By all counts, I had a good childhood. We had a nice house, enough money and enough food. I had my own bedroom and my parents indulged my every desire.
Importantly, my parents’ relationship was strong, a contrast to the divorces and separations plaguing other families as I was growing up in the 1970s. Having grown up in a stable, loving household, I was supposed to become a stable, well-rounded person.
But instead, my parents’ good marriage ruined my love life.

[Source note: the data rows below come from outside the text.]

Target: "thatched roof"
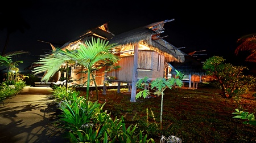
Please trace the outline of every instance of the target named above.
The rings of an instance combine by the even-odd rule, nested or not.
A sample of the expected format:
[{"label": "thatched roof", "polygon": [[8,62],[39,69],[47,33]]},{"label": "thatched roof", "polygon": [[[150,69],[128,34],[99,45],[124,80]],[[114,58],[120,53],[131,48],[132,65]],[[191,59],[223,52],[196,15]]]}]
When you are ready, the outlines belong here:
[{"label": "thatched roof", "polygon": [[72,40],[65,43],[60,49],[68,49],[69,50],[75,49],[77,48],[79,45],[86,40],[90,40],[92,37],[100,37],[102,39],[109,40],[114,36],[114,34],[109,32],[108,23],[105,23],[102,25],[96,28],[86,30],[81,36],[76,37]]},{"label": "thatched roof", "polygon": [[184,62],[184,53],[176,47],[162,38],[152,40],[152,36],[156,33],[154,31],[143,27],[115,35],[109,40],[109,42],[124,46],[142,42],[152,50],[164,54],[167,62]]}]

How can that be? How can two loving people in a good marriage ruin their kid? Here’s how: My parents were great together. They were soul mates. I grew up watching their interactions and thinking how cool it was that my parents were still happy together and still held hands. But their strong relationship gave me unrealistic expectations about my own search for a partner.
When I was 21, my mom was in the hospital. She told me that I’d be the luckiest woman if I could find a man like my dad. At first I said: “You mean really overprotective and prone to anxiety?” Then I realized that she meant that I should find a man to treat me like my dad treated her: Doting. Protective. Willing to sacrifice anything for her happiness and well-being. Then doing the sacrificing.

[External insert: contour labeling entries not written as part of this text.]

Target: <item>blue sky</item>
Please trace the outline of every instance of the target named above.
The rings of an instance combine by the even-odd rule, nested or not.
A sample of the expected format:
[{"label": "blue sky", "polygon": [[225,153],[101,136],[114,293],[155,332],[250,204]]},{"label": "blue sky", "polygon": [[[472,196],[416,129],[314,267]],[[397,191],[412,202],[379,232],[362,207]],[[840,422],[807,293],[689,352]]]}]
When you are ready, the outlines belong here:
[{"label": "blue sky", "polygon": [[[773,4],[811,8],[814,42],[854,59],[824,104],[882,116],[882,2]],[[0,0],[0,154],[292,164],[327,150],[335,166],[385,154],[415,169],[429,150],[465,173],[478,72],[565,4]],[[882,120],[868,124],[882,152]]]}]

That sounds great, but how many men do you know who put their relationship first, every day? They’re probably out there, but I haven’t found one. I can’t even get a guy to keep me on the phone when his call waiting clicks in.
My mom used to tell this story about how she passed gas in public and my dad claimed it so she wouldn’t be embarrassed. The men I date are more likely call attention to my public flatulence and have a good laugh.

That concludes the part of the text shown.